As the MSR initiative moves forward, there are those not in love with the plan.

Fran Bagenal, a professor emeritus and planetary scientist at the University of Colorado Boulder, hungers for other exploration destinations within our solar system, and worries about the price tag of rushing a specimen from the Red Planet back to Earth.

“Rather than the expense of bringing a single, small sample back to Earth, where indeed there are labs that could make extremely precise measurements, I would suggest that it makes more scientific sense to send multiple small spacecraft to a wide range of locations [on Mars] to ‘scratch and sniff,’” Bagenal says. “This would give a sense of the range of chemical environments.
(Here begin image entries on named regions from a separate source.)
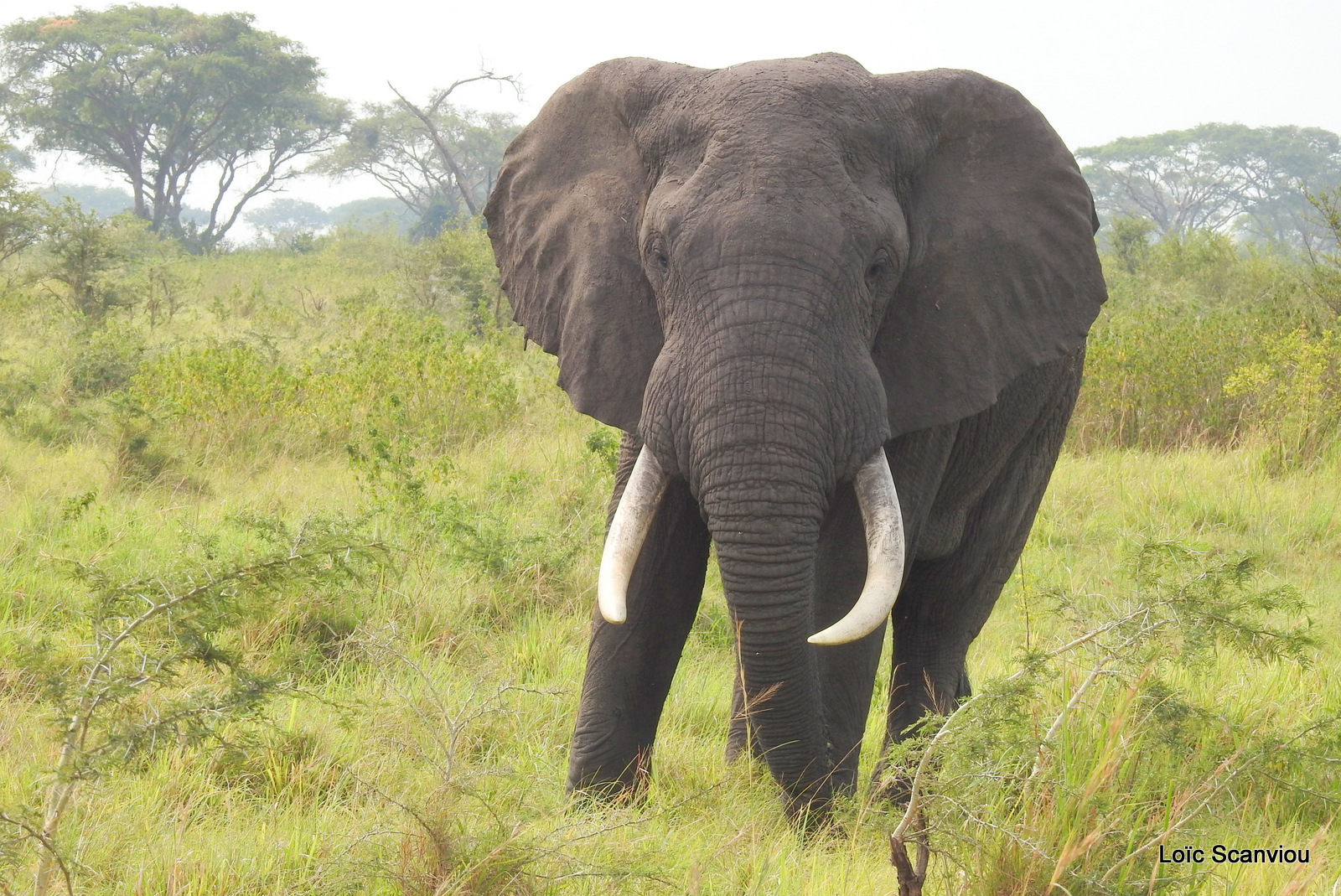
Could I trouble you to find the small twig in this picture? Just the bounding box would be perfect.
[0,811,75,896]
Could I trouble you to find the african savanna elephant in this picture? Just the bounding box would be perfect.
[484,54,1105,817]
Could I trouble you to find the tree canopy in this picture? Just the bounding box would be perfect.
[0,7,346,248]
[313,72,520,235]
[1075,123,1341,248]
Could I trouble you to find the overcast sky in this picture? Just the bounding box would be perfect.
[0,0,1341,205]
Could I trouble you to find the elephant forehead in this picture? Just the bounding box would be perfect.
[637,58,887,168]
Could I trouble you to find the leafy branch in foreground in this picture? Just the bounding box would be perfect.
[890,541,1324,896]
[3,518,387,896]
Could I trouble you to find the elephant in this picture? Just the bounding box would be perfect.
[484,54,1106,818]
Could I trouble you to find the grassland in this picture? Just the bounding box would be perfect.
[0,224,1341,896]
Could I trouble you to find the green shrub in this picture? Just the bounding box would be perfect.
[1225,326,1341,472]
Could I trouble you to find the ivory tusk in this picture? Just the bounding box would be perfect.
[595,445,669,624]
[809,448,903,645]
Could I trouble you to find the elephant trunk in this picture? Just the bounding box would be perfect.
[598,304,903,811]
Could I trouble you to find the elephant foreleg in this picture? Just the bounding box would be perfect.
[876,351,1084,795]
[567,438,709,795]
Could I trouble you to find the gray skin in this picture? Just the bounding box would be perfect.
[484,54,1105,818]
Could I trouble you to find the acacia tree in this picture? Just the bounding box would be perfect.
[0,139,45,265]
[313,72,520,233]
[0,7,347,250]
[1075,123,1341,248]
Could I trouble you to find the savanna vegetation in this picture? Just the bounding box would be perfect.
[0,8,1341,896]
[0,178,1341,893]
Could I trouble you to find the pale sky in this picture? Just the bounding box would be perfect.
[0,0,1341,205]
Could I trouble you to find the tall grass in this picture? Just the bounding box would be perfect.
[0,222,1341,894]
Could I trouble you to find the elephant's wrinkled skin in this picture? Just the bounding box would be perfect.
[485,54,1105,814]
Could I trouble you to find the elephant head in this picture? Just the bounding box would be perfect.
[484,54,1104,802]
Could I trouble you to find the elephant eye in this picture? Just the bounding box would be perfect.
[867,255,889,288]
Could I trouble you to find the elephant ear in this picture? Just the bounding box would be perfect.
[874,70,1106,436]
[484,59,686,432]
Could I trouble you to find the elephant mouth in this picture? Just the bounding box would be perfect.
[597,445,903,646]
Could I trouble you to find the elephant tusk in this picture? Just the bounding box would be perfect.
[595,445,670,625]
[810,448,903,645]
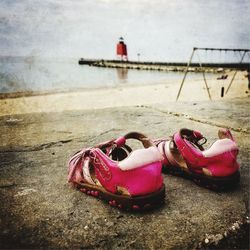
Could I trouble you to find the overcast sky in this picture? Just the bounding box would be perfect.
[0,0,250,61]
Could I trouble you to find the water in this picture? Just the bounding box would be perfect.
[0,0,250,93]
[0,57,202,93]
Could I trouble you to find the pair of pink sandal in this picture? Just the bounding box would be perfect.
[68,129,240,211]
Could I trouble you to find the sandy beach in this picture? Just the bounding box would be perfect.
[0,71,249,116]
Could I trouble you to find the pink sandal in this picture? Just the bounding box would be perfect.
[68,132,165,211]
[154,128,240,190]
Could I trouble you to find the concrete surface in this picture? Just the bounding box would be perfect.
[0,98,250,249]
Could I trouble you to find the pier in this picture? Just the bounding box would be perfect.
[78,58,249,73]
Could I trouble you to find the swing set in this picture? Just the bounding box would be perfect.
[176,47,250,101]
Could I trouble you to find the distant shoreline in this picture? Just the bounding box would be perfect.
[78,58,250,73]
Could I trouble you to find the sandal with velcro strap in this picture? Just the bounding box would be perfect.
[68,132,165,211]
[154,128,240,191]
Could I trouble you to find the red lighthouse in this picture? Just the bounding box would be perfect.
[116,37,128,61]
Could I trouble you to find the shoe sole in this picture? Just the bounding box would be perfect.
[162,166,240,191]
[75,183,165,211]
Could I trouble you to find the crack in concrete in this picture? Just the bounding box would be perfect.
[0,139,73,153]
[143,106,250,134]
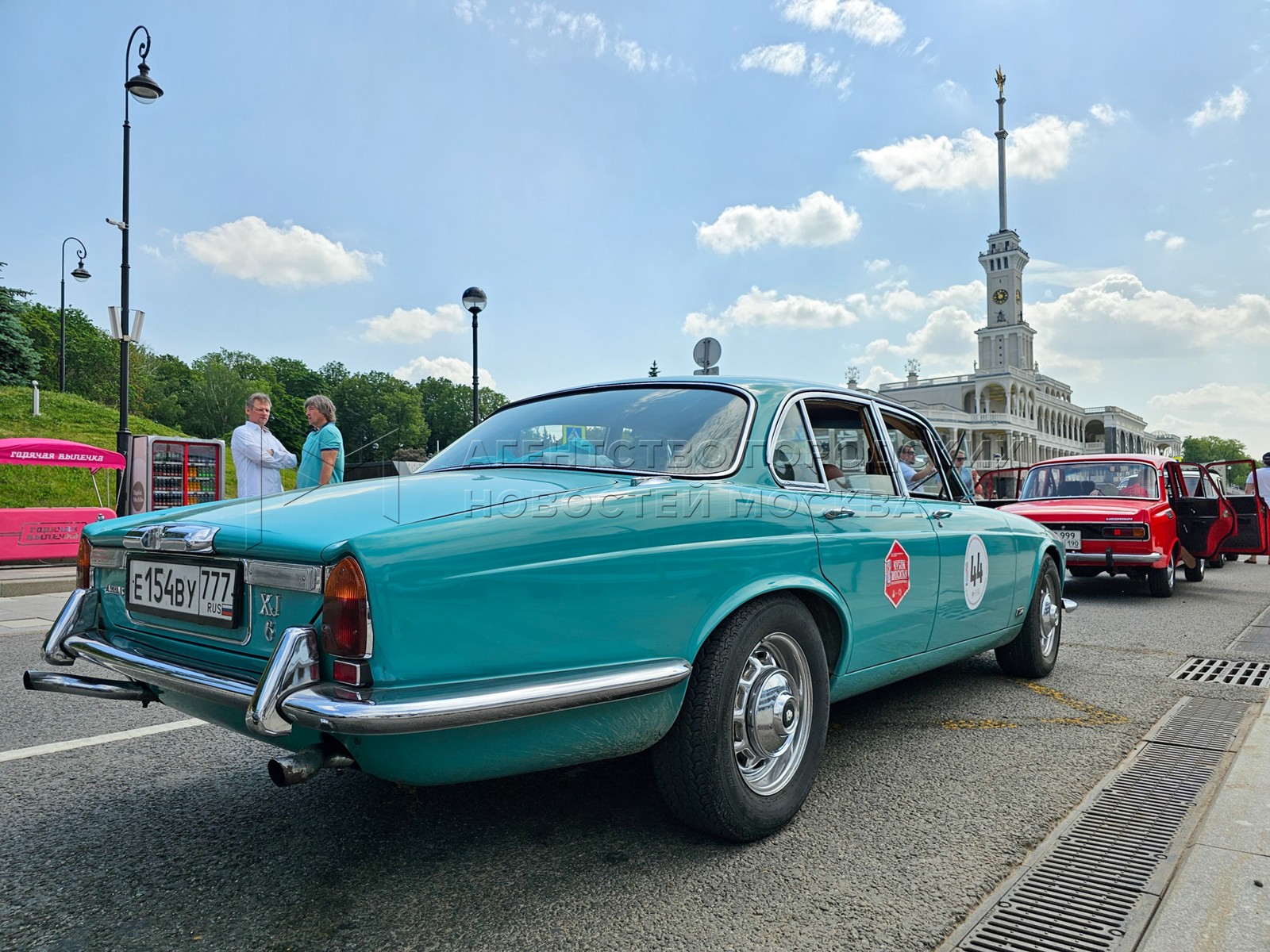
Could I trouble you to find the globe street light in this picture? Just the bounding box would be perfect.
[57,237,93,393]
[115,27,163,516]
[464,288,487,427]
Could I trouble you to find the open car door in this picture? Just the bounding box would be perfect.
[1187,459,1270,555]
[1164,463,1238,559]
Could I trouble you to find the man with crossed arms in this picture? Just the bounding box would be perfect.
[230,393,297,499]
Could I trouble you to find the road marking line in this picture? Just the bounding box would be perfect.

It would also allow a more informed decision on where to collect that one precious sample to bring back to Earth.”

Balancing cost across planetary exploration is vital for ensuring we gain a deep and holistic view of the entire solar system, Bagenal says, which should force us to confront the hard question of whether the focus on Mars is justified.

“I am appalled how little we know about our sister planet Venus that might have valuable lessons for Earth. Talk about global warming!” Bagenal says. “My research interests are very much in the outer solar system…. I worry that cost overruns in the Mars program will delay missions to Uranus or Neptune, [each] only once explored with Voyager spacecraft flybys in 1986 and 1989 respectively.”

Meanwhile, NASA’s longtime dance with distant Mars continues with the agency’s Perseverance rover cross-haired on its upcoming plunge to the Red Planet.

Needless to say, the MSR campaign could be upended by a Perseverance crash landing. The past is peppered with failed spacecraft at the planet, prompting and verifying the credo: “Mars is hard.”

“I think in the case of a failed Perseverance mission, MSR would have to go back to step one and the planning for the retrieval missions would go on pause until there is another opportunity to collect samples,” responded JPL’s Carrier. “We are currently planning for success, though, so that things can keep moving forward if all goes as planned. Luckily, we will know in just a few days whether Perseverance has landed successfully and is operational on Mars!”